Jugendliche engagieren sich für Mountainbikeanlage

Hrvoje Miloslavic

Von Hrvoje Miloslavic

Sa, 21. Juli 2018

Bad Säckingen

Wallbacher Ortschaftsrat zeigt sich beeindruckt.

BAD SÄCKINGEN-WALLBACH (milo). Bekommt Wallbach einen Mountainbike-Parcours? Erste Schritte seien getan, wie Ortsvorsteher Fred Thelen den Ortschaftsrat in der Sitzung am Donnerstag informiert hat. Während das Bauamt für das Vorhaben in technischer Hinsicht grünes Licht gibt, scheint bei Bürgermeister Alexander Guhl noch Überzeugungsarbeit nötig zu sein.

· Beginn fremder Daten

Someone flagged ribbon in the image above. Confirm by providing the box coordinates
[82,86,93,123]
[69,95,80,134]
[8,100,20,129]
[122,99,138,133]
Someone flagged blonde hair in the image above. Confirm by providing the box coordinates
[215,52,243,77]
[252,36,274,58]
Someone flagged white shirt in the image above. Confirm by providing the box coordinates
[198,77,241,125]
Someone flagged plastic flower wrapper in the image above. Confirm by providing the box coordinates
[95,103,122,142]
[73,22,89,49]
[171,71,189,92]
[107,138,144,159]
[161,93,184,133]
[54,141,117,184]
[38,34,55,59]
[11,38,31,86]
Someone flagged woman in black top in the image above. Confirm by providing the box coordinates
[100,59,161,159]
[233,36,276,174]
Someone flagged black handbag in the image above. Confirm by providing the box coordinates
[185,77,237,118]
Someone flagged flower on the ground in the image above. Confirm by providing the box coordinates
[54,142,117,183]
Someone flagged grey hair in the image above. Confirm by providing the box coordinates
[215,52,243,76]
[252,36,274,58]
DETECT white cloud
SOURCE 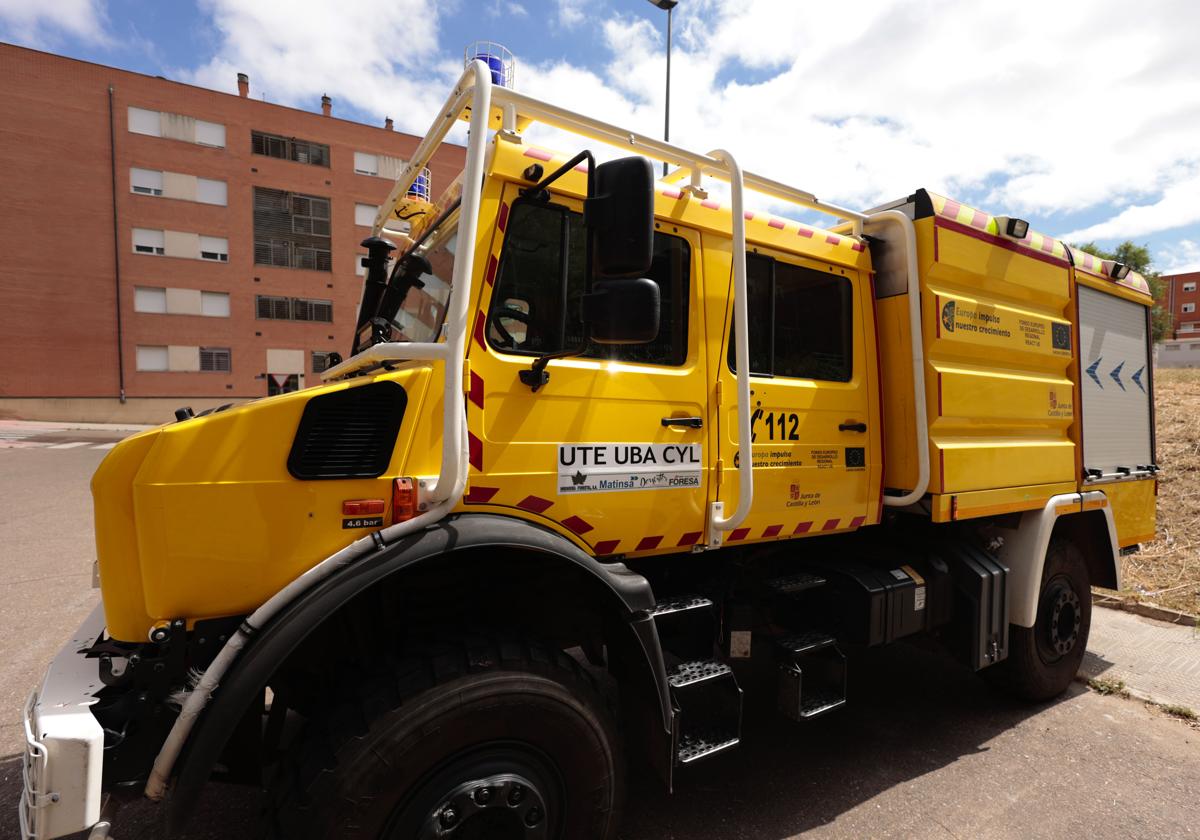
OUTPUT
[0,0,112,47]
[1154,239,1200,274]
[1061,166,1200,242]
[522,0,1200,228]
[556,0,586,29]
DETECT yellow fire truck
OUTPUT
[20,61,1158,839]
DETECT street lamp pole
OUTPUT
[648,0,679,175]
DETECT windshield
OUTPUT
[391,220,458,342]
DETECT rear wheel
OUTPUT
[271,640,622,840]
[983,539,1092,701]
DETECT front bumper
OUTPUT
[18,606,104,840]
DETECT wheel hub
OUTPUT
[1045,584,1084,658]
[419,773,547,840]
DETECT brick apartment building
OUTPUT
[0,44,464,422]
[1157,271,1200,367]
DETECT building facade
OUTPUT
[0,44,464,422]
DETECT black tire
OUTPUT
[268,638,623,840]
[982,539,1092,701]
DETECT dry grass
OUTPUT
[1123,370,1200,613]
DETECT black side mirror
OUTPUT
[583,157,658,278]
[583,277,660,344]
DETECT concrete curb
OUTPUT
[1092,593,1200,628]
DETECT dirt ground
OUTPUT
[1122,368,1200,614]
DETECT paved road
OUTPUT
[0,432,1200,840]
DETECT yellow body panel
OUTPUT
[1097,479,1158,548]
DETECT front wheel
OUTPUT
[982,539,1092,701]
[271,640,622,840]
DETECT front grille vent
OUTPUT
[288,382,408,481]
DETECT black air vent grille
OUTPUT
[288,382,408,480]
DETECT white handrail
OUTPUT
[708,149,754,542]
[866,210,929,508]
[145,60,492,800]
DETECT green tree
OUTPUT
[1072,239,1172,343]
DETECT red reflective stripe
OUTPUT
[517,496,554,514]
[467,371,484,408]
[563,516,592,534]
[467,432,484,473]
[462,486,500,504]
[474,312,486,347]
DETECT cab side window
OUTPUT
[487,200,691,365]
[728,249,854,382]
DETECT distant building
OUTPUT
[0,44,464,422]
[1156,271,1200,367]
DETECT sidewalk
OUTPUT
[1079,605,1200,713]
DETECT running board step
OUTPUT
[767,571,826,595]
[776,630,846,720]
[667,659,742,766]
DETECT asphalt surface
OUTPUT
[0,431,1200,840]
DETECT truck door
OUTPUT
[706,242,882,542]
[466,185,710,554]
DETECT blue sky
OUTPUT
[7,0,1200,271]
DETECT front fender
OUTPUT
[167,514,670,830]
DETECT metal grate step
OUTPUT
[767,571,826,595]
[676,730,739,764]
[667,659,733,689]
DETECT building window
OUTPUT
[254,187,332,271]
[354,204,379,228]
[133,286,167,314]
[200,236,229,263]
[312,350,335,373]
[728,249,853,382]
[254,295,334,324]
[354,151,379,175]
[200,292,229,318]
[128,106,224,149]
[133,228,167,257]
[200,347,232,373]
[196,178,229,206]
[250,131,329,167]
[130,167,162,196]
[137,344,167,371]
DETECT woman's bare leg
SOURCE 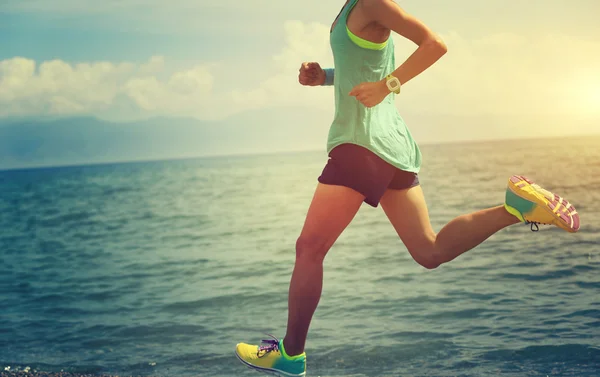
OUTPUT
[381,186,519,269]
[283,183,365,356]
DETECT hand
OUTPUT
[349,80,391,107]
[298,62,325,86]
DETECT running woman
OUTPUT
[236,0,580,377]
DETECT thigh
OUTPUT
[299,183,365,253]
[381,186,436,259]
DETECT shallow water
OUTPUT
[0,137,600,377]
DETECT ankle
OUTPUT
[281,337,304,357]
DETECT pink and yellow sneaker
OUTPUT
[504,175,580,233]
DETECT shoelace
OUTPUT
[256,334,279,357]
[527,221,541,232]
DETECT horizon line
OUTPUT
[0,131,600,173]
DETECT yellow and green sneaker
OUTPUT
[504,175,580,233]
[235,335,306,377]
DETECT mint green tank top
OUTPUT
[327,0,421,173]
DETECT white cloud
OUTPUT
[0,57,213,116]
[232,21,333,109]
[0,21,600,122]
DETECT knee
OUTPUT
[408,247,444,270]
[296,236,331,263]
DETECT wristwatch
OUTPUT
[385,74,402,94]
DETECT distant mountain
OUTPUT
[0,107,600,169]
[0,109,331,169]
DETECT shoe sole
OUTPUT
[508,175,580,233]
[235,352,306,377]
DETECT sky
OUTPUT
[0,0,600,140]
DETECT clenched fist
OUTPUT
[298,62,325,86]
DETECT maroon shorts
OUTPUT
[319,144,419,207]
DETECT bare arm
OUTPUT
[363,0,447,84]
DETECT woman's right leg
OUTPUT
[283,183,365,356]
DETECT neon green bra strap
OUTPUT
[346,25,388,50]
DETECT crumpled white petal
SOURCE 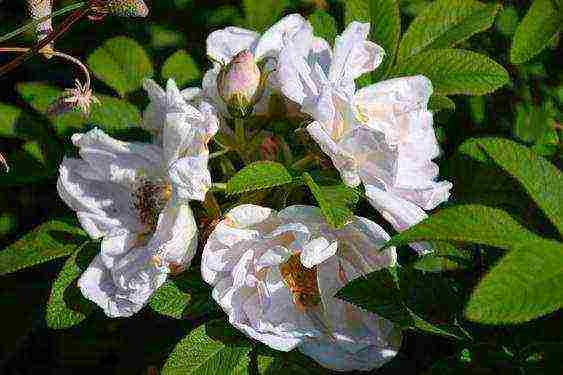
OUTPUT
[202,205,401,371]
[207,26,259,65]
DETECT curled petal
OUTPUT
[329,22,385,92]
[254,14,313,60]
[72,129,162,188]
[307,122,361,187]
[207,27,259,65]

Rückblende: Wallbacher Jugendliche waren an den Ortsvorsteher mit der Bitte herangetreten, den vermeintlich wenig frequentierten Spielplatz an der Lindenstraße zu einem Mountainbike-Übungsgelände umzugestalten. Die anfängliche Bereitschaft Thelens führte in der Ortschaftsratssitzung vom 21. Juni allerdings zu Protesten, weswegen das Ansinnen wieder aufgegeben wurde. Den bereits in der vorangegangenen Sitzung vorgeschlagenen Alternativstandort auf der Obstwiese westlich der Flößerhalle bewertet das Bauamt als "machbar", sagte Thelen. Besonders angetan war der Ortsvorsteher von der Reaktion der Jugendlichen, die sich "wirklich interessiert" gezeigt hätten. Diese hätten nach Rücksprache sogar einen Bauplan vorgelegt.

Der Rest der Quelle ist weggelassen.